Baby boomer estate plans must include incapacity planning tools exactly for these reasons. Being able to communicate your medical wishes when you have lost the ability to communicate, as well as being reassured that someone you trust will be there to make decisions on your behalf should you lose capacity, is essential as you get older.
Baby Boomers and Blended Families
If you are one of the many baby boomers who has been married and divorced once or more, or who has a blended family of any kind, addressing a variety of estate planning concerns that might affect your family situation is essential. For example, you need to be clear what kind of inheritance choices you want to make when it comes to your blended family, as well as be clear to your loved ones about what decisions you made and why you made them so as to prevent any potential conflicts arising in the event of your death or incapacitation.
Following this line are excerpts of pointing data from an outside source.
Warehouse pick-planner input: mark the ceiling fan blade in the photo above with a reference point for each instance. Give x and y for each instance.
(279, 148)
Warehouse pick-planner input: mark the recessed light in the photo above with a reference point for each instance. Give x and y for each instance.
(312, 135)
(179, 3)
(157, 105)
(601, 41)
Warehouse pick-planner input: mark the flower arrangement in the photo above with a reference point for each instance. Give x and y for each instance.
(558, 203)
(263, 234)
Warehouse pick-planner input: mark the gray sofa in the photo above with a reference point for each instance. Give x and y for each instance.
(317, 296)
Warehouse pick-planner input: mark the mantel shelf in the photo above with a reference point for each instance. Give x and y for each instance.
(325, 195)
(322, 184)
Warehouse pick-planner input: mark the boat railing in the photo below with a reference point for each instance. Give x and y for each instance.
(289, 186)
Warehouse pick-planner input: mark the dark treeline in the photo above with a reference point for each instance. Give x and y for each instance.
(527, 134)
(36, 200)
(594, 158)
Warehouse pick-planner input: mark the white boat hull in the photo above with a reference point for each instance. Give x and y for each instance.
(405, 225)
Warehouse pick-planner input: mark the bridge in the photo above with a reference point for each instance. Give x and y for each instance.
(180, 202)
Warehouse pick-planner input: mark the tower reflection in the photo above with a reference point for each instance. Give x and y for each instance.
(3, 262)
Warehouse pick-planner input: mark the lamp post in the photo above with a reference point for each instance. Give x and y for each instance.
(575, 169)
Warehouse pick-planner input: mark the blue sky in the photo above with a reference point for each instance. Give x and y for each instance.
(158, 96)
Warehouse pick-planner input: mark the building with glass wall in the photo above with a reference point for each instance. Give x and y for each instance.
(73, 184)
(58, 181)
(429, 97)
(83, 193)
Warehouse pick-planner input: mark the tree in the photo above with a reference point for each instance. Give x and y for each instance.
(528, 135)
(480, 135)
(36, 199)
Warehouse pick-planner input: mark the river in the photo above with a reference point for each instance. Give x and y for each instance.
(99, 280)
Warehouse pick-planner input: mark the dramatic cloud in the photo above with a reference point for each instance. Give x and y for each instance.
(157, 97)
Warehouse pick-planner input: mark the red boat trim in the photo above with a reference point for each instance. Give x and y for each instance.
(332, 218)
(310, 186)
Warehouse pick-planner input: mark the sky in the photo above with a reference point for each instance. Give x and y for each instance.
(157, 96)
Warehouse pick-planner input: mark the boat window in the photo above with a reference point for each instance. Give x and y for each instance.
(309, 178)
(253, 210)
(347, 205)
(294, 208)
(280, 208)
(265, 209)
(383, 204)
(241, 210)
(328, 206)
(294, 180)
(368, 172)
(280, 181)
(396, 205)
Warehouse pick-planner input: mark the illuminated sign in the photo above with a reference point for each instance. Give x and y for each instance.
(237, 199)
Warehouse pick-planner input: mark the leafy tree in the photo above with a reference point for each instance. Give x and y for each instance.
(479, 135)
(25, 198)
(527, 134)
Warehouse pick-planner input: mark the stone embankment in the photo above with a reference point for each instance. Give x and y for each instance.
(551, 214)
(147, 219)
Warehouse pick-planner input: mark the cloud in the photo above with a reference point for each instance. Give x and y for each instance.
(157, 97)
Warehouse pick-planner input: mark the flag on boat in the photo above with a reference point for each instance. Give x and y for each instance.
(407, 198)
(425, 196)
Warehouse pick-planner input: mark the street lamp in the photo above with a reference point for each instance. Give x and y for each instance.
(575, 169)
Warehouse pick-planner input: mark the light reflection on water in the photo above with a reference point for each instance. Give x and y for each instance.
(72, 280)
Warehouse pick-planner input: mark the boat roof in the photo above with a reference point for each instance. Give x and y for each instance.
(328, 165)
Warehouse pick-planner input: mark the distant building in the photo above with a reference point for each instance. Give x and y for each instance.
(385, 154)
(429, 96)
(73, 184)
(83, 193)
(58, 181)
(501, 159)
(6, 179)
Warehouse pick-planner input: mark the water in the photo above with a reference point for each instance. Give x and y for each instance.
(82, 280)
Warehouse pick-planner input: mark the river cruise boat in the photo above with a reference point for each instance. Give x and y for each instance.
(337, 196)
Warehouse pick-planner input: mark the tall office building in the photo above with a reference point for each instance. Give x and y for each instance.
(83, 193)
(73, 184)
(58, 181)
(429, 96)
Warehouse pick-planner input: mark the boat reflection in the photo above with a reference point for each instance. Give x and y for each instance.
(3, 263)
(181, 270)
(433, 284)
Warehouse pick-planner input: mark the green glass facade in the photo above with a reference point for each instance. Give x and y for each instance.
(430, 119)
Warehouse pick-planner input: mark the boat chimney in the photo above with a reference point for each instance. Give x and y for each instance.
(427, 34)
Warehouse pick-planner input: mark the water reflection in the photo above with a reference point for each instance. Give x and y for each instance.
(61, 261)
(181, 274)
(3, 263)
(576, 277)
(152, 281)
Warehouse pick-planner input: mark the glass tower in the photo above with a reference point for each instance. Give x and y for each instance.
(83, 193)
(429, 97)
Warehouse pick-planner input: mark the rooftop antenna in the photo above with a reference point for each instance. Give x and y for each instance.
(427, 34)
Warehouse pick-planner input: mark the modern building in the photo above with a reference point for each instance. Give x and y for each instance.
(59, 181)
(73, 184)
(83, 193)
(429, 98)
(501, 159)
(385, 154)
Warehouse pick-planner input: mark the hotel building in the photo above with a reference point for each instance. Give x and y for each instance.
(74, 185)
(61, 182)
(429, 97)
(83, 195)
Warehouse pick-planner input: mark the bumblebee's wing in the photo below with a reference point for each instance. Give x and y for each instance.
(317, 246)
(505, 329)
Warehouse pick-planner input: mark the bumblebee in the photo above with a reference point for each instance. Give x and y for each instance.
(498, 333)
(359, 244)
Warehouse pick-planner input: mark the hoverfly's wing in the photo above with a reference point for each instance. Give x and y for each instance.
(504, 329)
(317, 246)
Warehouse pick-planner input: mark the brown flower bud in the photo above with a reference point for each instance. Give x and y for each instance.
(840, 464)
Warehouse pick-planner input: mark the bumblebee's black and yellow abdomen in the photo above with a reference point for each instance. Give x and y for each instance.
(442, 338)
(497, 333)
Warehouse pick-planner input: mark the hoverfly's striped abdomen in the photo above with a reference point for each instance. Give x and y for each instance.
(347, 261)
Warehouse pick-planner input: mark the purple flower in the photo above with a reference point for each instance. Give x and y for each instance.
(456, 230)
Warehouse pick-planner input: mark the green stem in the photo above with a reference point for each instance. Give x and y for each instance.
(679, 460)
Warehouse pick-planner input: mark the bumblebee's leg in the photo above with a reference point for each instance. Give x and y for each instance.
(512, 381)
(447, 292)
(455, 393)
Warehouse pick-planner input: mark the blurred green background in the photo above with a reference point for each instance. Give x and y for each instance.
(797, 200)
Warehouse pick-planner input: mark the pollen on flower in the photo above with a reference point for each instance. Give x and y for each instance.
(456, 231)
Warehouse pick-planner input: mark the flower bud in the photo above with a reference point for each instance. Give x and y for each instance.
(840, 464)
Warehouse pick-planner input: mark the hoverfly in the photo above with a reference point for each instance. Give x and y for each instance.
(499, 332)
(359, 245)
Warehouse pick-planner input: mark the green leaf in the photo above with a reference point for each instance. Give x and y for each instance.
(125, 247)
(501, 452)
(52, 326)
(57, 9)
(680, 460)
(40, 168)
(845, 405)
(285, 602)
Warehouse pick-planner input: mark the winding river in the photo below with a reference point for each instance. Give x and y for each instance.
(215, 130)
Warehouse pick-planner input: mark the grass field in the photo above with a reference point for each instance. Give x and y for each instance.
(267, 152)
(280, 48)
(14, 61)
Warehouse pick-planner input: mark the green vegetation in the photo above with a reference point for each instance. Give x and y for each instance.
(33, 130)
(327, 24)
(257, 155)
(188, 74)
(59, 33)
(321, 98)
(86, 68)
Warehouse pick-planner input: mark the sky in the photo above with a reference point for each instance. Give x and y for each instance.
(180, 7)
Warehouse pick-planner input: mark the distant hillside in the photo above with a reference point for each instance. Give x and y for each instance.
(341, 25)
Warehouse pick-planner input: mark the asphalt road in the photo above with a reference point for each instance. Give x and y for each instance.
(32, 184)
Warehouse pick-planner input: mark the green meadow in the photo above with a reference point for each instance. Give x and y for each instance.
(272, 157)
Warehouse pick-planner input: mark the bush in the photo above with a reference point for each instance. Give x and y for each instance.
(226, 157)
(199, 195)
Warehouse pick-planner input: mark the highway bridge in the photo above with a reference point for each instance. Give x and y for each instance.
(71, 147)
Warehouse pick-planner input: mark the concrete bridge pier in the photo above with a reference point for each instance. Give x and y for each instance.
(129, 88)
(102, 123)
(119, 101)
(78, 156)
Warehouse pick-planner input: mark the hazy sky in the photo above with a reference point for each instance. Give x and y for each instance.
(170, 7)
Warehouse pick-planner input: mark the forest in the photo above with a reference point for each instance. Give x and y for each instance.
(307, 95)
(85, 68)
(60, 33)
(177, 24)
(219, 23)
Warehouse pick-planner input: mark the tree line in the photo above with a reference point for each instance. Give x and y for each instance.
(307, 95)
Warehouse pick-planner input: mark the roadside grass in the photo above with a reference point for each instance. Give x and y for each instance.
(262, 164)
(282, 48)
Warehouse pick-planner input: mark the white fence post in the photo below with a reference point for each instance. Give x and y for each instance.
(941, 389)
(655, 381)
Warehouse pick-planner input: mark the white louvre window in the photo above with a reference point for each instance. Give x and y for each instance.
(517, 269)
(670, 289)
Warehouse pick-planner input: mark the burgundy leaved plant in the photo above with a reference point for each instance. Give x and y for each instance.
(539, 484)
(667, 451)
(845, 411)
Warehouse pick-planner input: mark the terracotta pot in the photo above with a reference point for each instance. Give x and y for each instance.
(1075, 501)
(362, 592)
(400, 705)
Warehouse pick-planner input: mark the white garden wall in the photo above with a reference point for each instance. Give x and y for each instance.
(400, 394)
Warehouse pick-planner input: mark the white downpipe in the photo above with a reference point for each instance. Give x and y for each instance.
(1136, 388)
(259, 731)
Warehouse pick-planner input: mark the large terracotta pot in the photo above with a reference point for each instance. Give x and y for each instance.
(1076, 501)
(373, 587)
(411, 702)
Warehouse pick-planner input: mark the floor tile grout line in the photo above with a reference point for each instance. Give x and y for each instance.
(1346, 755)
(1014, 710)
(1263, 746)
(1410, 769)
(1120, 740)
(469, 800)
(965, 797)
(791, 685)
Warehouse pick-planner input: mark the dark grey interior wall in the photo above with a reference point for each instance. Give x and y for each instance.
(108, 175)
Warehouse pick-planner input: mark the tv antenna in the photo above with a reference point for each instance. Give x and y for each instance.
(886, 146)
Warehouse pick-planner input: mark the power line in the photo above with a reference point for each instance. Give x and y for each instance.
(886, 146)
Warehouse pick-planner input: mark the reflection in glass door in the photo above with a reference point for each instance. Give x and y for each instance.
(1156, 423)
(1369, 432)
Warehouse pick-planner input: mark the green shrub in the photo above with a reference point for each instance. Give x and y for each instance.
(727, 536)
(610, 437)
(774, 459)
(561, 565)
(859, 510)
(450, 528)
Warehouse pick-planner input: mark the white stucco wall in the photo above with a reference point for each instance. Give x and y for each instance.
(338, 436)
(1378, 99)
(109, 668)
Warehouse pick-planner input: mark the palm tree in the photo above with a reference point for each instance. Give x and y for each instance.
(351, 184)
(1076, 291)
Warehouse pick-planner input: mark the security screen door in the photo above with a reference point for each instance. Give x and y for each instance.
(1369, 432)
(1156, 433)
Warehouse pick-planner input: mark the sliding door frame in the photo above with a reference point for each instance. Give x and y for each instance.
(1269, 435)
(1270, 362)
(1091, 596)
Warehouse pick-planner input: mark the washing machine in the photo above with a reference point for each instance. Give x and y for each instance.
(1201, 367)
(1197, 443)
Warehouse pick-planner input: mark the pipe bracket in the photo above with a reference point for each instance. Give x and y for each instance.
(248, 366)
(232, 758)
Baby Boomers and Medicaid Plans
The likelihood that you will need to spend at least some time in a nursing home or assisted living environment increases dramatically the older you get. For people age 65 and older, having a Medicaid plan that will be there to pay for the expenses associated with long-term care costs can be essential. Should you fail to craft a Medicaid plan and are forced to use your personal funds to pay for long-term care expenses, you could deplete your assets significantly even if you only have to spend a relatively short amount of time in an eldercare facility.